Good to see you have a solution in mind.
petopeto said:
HQ raws are usually around 50 megs a page, so a 200-page magazine scan would be nearly ten gigs.
Bring on 100MB+ 600dpi (or 1200dpi depending on the image) 48bpp tiff scans, I would totally download them! ~_^

It's not like that would ever happen here though, as it is a little excessive for a site like moe with limited storage and bandwidth.

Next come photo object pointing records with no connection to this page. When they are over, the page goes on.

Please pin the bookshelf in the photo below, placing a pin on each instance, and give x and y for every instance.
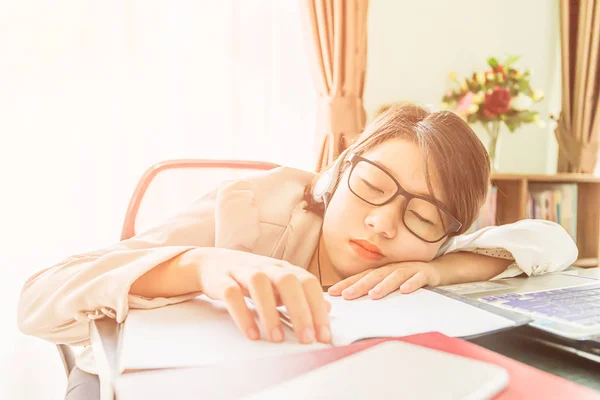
(512, 205)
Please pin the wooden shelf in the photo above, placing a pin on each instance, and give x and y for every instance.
(558, 178)
(586, 262)
(512, 207)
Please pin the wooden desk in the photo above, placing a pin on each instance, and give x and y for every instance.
(513, 343)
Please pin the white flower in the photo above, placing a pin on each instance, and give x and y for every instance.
(473, 108)
(521, 102)
(479, 97)
(538, 95)
(480, 78)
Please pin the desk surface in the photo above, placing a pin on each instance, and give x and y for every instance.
(513, 344)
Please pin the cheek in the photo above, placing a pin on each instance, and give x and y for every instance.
(345, 212)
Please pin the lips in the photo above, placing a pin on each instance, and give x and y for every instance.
(366, 250)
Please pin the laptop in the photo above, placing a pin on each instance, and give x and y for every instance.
(393, 370)
(565, 306)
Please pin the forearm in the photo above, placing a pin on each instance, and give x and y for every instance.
(175, 277)
(462, 266)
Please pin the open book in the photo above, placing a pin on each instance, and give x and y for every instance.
(200, 332)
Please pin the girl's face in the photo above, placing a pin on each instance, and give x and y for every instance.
(357, 235)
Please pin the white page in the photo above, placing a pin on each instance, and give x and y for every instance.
(201, 332)
(406, 314)
(194, 333)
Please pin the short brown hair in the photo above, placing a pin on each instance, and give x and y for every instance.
(459, 155)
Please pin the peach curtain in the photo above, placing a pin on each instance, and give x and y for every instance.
(578, 129)
(336, 32)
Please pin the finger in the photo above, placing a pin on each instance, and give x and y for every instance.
(417, 281)
(231, 294)
(366, 283)
(390, 283)
(318, 306)
(292, 294)
(328, 306)
(261, 292)
(336, 290)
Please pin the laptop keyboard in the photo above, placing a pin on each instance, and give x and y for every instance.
(577, 305)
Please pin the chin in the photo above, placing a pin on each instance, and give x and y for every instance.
(351, 266)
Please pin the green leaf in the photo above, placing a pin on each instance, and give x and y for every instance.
(511, 60)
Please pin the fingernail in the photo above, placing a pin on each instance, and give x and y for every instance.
(308, 335)
(277, 334)
(324, 334)
(253, 333)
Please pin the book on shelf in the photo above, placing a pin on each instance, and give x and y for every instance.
(554, 202)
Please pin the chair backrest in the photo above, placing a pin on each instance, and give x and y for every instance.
(169, 186)
(163, 190)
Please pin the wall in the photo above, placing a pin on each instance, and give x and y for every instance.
(414, 44)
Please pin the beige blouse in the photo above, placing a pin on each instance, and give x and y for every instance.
(265, 215)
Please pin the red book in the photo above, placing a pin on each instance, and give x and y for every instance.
(233, 381)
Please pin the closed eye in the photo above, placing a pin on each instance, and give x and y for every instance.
(422, 219)
(372, 187)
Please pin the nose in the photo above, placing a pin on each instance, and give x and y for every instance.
(386, 220)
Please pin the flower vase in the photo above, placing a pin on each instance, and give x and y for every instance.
(493, 131)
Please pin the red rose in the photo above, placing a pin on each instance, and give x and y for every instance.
(497, 102)
(500, 69)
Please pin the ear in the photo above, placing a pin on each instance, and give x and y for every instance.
(327, 182)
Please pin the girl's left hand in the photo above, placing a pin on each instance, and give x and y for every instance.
(379, 282)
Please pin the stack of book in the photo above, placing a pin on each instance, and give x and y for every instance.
(554, 202)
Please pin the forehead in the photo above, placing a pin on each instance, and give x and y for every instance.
(405, 161)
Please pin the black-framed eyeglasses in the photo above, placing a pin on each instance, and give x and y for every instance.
(424, 218)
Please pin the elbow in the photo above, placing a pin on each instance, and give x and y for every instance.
(558, 249)
(27, 320)
(561, 247)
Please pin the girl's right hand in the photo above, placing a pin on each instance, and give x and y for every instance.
(232, 275)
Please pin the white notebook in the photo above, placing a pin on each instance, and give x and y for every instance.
(200, 332)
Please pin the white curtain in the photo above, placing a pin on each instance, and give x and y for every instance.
(94, 92)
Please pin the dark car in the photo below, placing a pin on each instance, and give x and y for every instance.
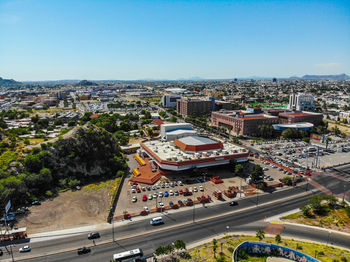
(84, 250)
(233, 203)
(94, 235)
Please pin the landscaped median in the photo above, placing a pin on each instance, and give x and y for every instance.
(222, 249)
(323, 211)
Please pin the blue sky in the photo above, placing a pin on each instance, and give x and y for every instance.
(85, 39)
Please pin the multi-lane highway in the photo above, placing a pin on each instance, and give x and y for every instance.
(208, 222)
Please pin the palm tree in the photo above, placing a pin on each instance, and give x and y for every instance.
(278, 239)
(260, 234)
(215, 246)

Scans like described above are more for optimal printing rather then optimal computer viewing anyways.
I tweaked the pool ordering so the "12a" filenames can be used directly as the sequence number, and it'll sort them correctly. (Before, they had to be numbers.) It also uses those as the filename in the ZIPs.

The reason I wanted them ordered this way is so if I upload other versions, I can just make a script that uploads these with "pool:310:123a" ("add to pool 310 with sequence 123a"), so even if they're cropped too much for the image search to connect them, they'll be right next to each other in the pool index so I can P/C images easily instead of having to hunt each image down one by one.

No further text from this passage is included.